The name “skier’s thumb” comes from a skiing injury where the thumb is caught on a pole during a fall. This tears a ligament on the inside of your thumb.
There are lots of other ways this ligament can be injured - falling onto your hand, in a footy game when a ball hits your thumb, even during a tussle with kids or friends - basically any situation where your thumb is forced out and back. So yes, it happens in Darwin!
The ligament affected is the ulnar collateral ligament (UCL) of the middle thumb joint and attaches the metacarpal bone to the proximal phalanx bone. It provides fantastic stability to the side of the joint.
There are different types of injury to this ligament:
A partial or incomplete tear which affects joint stability a little but not drastically
A complete or full tear of the UCL, which de stabilises the joint.
An avulsion fracture when a piece of bone is pulled away from the proximal phalanx at the end of the ligament. These are evident on an X Ray.

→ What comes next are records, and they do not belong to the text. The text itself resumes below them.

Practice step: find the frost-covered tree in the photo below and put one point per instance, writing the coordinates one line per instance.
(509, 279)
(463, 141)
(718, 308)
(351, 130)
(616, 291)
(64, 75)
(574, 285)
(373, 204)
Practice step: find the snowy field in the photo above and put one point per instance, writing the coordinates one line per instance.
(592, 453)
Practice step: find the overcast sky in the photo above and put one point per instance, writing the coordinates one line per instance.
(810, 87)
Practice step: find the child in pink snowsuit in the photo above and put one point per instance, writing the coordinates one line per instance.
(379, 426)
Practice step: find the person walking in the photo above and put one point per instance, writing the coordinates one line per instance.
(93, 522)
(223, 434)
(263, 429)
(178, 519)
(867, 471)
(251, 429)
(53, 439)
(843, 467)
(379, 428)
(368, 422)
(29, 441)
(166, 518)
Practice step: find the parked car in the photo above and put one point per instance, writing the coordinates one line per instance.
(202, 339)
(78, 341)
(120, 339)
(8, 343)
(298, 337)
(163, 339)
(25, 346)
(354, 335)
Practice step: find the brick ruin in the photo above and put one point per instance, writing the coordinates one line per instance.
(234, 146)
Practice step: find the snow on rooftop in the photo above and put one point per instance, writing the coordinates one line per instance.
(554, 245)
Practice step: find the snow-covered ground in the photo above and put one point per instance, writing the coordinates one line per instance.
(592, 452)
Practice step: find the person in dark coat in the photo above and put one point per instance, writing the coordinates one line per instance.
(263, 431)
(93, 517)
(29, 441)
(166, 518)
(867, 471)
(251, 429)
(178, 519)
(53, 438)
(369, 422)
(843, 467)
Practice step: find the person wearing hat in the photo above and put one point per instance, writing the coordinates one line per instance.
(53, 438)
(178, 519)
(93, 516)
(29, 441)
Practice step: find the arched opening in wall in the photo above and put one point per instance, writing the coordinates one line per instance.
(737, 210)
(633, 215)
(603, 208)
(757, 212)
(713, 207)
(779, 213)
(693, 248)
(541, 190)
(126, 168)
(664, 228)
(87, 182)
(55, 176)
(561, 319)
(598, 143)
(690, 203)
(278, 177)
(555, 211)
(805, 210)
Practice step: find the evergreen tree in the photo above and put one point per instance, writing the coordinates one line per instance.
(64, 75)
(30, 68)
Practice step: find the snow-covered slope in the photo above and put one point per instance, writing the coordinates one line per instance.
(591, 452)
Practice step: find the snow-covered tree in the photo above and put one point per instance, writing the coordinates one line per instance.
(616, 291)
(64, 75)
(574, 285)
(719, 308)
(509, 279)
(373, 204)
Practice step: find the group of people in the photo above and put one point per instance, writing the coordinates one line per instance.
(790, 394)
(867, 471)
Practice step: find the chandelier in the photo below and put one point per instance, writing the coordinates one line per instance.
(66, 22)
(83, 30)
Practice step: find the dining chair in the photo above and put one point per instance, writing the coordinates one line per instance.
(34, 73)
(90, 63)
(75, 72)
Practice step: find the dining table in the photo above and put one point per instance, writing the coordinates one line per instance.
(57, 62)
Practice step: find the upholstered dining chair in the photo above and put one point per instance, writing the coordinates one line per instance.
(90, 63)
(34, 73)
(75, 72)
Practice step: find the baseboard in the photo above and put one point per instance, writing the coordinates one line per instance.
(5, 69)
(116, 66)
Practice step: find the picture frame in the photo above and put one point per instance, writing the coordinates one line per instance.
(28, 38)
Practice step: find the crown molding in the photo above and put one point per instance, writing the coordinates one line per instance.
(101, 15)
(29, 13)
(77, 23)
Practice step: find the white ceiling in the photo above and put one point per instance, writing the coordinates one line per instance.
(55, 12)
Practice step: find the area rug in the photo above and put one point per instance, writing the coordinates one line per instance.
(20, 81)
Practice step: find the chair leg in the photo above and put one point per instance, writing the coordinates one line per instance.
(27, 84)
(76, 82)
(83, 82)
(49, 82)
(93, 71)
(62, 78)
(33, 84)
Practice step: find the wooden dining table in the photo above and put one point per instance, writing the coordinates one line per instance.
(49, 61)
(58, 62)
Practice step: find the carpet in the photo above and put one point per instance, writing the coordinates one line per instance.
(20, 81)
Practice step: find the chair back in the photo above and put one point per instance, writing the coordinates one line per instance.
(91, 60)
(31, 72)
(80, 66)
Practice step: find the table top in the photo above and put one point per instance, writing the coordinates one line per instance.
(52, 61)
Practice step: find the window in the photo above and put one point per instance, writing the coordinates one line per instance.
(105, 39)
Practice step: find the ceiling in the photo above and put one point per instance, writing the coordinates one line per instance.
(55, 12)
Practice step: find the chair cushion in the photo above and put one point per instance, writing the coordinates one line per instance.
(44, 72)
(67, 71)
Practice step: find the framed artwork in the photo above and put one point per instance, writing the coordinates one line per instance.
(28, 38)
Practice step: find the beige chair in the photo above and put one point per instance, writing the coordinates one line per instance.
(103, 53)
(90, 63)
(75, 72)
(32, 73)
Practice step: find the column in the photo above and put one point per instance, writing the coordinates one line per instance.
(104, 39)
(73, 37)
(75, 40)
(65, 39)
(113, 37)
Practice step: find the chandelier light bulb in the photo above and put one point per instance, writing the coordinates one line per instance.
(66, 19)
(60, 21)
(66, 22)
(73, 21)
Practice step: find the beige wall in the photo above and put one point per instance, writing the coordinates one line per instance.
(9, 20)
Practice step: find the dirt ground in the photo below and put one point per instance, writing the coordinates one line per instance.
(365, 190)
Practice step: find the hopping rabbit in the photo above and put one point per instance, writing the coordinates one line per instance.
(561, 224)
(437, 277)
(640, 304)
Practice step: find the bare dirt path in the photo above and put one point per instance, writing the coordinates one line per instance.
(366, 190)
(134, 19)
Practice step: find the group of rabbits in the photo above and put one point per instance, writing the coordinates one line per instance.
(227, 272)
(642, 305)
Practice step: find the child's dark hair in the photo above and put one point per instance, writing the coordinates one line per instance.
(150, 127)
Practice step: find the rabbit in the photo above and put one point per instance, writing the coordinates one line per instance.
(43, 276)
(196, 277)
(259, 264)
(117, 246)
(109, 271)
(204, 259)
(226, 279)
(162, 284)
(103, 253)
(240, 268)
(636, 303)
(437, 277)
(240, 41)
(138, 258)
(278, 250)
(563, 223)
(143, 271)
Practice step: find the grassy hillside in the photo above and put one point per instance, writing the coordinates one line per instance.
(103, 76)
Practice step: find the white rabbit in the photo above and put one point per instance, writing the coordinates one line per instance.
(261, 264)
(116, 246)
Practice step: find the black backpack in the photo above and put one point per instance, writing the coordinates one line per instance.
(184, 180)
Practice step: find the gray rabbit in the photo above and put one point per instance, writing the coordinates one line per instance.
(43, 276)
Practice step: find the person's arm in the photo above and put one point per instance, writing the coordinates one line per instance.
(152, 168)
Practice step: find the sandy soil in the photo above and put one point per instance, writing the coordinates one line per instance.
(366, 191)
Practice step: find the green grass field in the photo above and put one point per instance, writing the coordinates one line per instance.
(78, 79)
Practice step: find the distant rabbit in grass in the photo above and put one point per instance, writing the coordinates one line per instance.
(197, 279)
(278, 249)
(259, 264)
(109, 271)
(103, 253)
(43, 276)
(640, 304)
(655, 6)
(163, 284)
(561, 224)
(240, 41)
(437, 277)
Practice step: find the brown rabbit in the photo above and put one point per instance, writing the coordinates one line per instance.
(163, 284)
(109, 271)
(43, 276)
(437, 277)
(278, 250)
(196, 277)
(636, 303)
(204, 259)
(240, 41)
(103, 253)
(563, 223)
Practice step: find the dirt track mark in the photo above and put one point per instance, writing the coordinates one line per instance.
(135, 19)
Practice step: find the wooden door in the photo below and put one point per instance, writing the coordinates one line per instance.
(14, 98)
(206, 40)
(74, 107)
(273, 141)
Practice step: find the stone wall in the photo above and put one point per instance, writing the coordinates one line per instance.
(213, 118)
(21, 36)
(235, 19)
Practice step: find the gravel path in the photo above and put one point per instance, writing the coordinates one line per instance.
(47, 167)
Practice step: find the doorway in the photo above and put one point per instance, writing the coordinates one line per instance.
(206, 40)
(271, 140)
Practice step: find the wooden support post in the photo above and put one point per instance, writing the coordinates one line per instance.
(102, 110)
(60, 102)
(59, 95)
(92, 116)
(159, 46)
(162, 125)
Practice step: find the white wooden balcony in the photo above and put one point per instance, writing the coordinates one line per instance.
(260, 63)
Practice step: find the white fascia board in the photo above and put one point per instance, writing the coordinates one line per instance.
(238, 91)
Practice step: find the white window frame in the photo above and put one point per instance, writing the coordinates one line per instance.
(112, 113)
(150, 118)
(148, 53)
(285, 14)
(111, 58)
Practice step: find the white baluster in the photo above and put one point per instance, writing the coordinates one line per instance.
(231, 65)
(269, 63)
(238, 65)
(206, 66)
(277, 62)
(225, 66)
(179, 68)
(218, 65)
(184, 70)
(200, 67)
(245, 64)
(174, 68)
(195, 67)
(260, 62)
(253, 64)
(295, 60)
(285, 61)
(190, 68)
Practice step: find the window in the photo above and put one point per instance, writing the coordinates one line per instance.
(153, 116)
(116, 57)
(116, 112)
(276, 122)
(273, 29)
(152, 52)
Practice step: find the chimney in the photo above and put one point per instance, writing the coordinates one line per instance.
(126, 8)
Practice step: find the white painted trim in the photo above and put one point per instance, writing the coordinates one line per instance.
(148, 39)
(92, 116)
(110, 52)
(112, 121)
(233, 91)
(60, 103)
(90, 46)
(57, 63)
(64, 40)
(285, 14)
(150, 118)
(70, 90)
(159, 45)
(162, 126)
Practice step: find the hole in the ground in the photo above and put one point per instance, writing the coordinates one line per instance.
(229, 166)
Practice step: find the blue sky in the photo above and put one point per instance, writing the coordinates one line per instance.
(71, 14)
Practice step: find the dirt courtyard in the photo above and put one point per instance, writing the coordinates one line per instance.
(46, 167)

What do you do if this happens?
The first thing is to use your RICE principles because your thumb swells and often becomes bruised. It’s usually painful too. Wrap your thumb up, reduce movement and load, ice in the first 24-48hrs and keep you hand up as much as you can. Then head into a hand therapist.
And what do we do?
First of all we help you with early treatment including making a removable thermoplastic thumb splint to protect the ligament. This is waterproof and will allow you to use your hand while keeping your thumb safe. Photo
We always give you tips on looking after your thumb and what exercises are OK for you to do. And we would usually send you for an X Ray to check if there is a fracture. Most often with this injury you wear the splint for 6 weeks.
Sometimes these injuries can be quite severe, in which case it’s wise to see a specialist. We can talk this through and point you in the right direction if necessary.